BARCELONA - Spain's professional football league (LFP) has called for calm and dialogue to avert possible industrial action later this month by the players' union (AFE) over unpaid wages.

The AFE said on Monday they wanted a "grand pact for football" between players, clubs, the federation and the government that would satisfy their demands or they would stage a strike across the top four tiers of the league between April 16-19.

If it goes ahead, the action would affect the matches between La Liga leaders Real Madrid and third-placed Valencia and champions Barcelona and city rivals Espanyol, among others.

The LFP said in a statement on Tuesday such a move would damage the credibility of Spanish football, hurt clubs and players and place additional strain on a calendar that was already tight because of this year's World Cup.

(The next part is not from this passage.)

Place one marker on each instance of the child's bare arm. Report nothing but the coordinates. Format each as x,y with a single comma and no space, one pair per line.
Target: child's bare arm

"We are convinced that with calm, dialogue and compromise from all concerned we can avoid such negatives," they added.

Under new president Luis Rubiales, the AFE is taking a more aggressive approach to helping players get cash they are owed by financially struggling clubs, especially those in the third and fourth tiers of Spanish football.


Spiralling wage and transfer costs have tipped many clubs into the red and second division side Albacete, currently one spot above the relegation places, became the latest to go into administration on Monday.

Rubiales is a former player at Valencia-based Levante and helped organise industrial action over unpaid wages in the 2007/08 season when they were in Spain's top division.

The AFE said on Monday a large majority of their members backed Monday's threat.

"If we have to go on strike we are all united," defender Manuel Pablo, captain of La Liga club Deportivo La Coruna, was quoted as saying in Marca sports daily on Tuesday.

Carlos Suarez, president of Real Valladolid, told Marca the players were partly to blame for the situation.

"A large proportion of the inflation that is hurting the clubs is the fault of the players, who have dropped down into lower divisions with very lucrative contracts and try to keep the same level of income," he said.